Душа-потемки - Степанова Татьяна Юрьевна 19 стр.


– И этот есть в списке.

– Водитель такси… Эти допросы надо изучить хорошенько. Султанбекова Гюзель Гейдаровна… А это дама из универмага… Что в ее допросе? «Августу Францевну я знаю много лет, наши семьи знакомы с довоенного времени…» Жаль, что она теперь где-то в загранке болтается, много чего старуха могла бы поведать…Так, еще одна фамилия… Сорокина Искра Тимофеевна.

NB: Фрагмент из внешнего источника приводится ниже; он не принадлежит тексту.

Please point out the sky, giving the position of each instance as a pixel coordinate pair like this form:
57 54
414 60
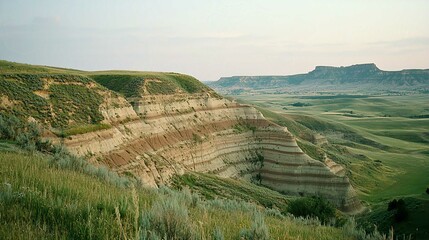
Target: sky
212 39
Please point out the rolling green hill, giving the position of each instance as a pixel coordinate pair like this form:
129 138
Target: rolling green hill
383 146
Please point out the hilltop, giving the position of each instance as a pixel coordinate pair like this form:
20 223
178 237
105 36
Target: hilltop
360 77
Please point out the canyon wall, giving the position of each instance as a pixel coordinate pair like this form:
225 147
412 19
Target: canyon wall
157 136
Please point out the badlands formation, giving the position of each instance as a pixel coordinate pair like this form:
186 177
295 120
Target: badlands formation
155 136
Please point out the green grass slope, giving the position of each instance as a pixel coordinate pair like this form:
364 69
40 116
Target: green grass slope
69 100
39 201
377 139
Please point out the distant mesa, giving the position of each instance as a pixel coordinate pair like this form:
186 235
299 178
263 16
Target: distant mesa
359 77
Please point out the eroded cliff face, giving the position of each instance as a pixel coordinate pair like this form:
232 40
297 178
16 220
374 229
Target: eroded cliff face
156 136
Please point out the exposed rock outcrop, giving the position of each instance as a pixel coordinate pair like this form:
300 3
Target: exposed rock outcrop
154 125
201 132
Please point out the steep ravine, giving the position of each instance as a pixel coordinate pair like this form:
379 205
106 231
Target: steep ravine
163 135
156 125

– Во всех трех списках фигурирует! – хмыкнул Гущин. – Еще кто?

– Ванин Сергей…

– Есть такой.

– Электрик ЖЭКа… Черт, он даже задержан был на трое суток… Потом отпущен, с этим допросом надо разбираться… Некая Волкова Ольга…

– Такой нет.

– Сотрудница собеса… Так, что тут у нас… приносила пенсию, покупала продукты, иногда помогала по хозяйству… Здесь и еще одна допрошена дважды – Капитолина Грушко… ой, да ей тогда уже семьдесят восемь было… Это кто такая? Приходящая домработница балерины… Что говорит старушка? «В марте этого года седьмого числа я была госпитализирована в Четвертую Градскую больницу с острым приступом желчнокаменной…» Так, понятно, на момент убийства балерины она в больнице лежала… И кто еще у нас в списке… Ага, это уже интересно…

– Кто? – спросил Гущин.

– Владелец универмага Шеин Борис… Допрос от 17 марта, допрос от 20 марта и допрос от 22 марта… Молодой был тогда, не больше тридцати лет, а бабке под восемьдесят… И что говорит?.. «Августу Францевну знаю около года, познакомились у общих знакомых на дне рождения…»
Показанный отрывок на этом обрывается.